No one wants to be on the outside of a group, looking in. At the same time, no one wants to be the first to do something that hasn’t been tested or proven.

Marketers in large organisations need to be especially careful, balancing the need to show off their company with not doing anything that could cause organisational problems later.

Use the principle of social proof in your content to show that what you doing is best practice in your industry, how the best companies do similar work and point to industry leaders that back up your point of view.

Commitment and consistency

Your content needs to get to the point. People will pay attention to content that interests them, and take the time to go through it.

But, if your writing meanders and waffles and doesn’t seem to have a clear line of argument, your audience will give up and go somewhere else. A clear message, consistently delivered will help you keep them engaged.


Cialdini points out that we tend to think more highly of people we like. Liking can take several forms, from liking how attractive someone is, to how they are or what they do.

You can make it easier for people to like your content by making it easy to read, using headlines to break up the text and pictures that help make your point.

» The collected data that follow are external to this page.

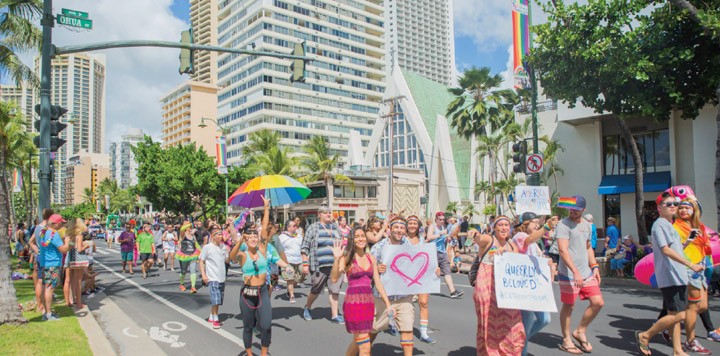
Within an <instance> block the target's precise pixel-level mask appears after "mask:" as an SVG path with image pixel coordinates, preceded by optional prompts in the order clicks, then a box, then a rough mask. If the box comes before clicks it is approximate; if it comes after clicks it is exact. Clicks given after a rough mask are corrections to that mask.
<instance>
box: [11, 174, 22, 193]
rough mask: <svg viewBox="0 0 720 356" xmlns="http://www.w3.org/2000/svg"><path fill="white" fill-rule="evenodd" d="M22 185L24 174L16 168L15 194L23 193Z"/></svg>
mask: <svg viewBox="0 0 720 356" xmlns="http://www.w3.org/2000/svg"><path fill="white" fill-rule="evenodd" d="M22 183H23V182H22V173H20V171H18V170H17V168H16V169H15V170H14V171H13V192H15V193H19V192H20V191H22Z"/></svg>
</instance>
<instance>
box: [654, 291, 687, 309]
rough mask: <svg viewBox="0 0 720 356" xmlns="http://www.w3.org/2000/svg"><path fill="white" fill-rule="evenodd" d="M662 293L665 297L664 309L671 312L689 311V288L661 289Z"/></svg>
mask: <svg viewBox="0 0 720 356" xmlns="http://www.w3.org/2000/svg"><path fill="white" fill-rule="evenodd" d="M660 292H661V293H662V295H663V309H667V310H668V311H671V312H681V311H685V309H687V307H688V300H687V286H671V287H665V288H660Z"/></svg>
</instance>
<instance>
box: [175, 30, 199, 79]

How can you show that your content has authority?

Try and work on material that shows how your approach is unique. Show your expertise and credibility by publishing useful and well researched content.


Don’t make your content like everyone else’s.

  • Make it valuable, better than someone else’s paid for content.
  • Make it rare, have it be so good that it stands out.
  • Make it hard to copy
  • Make it something that you can do better than anyone else

Use these principles as a checklist when planning and creating content.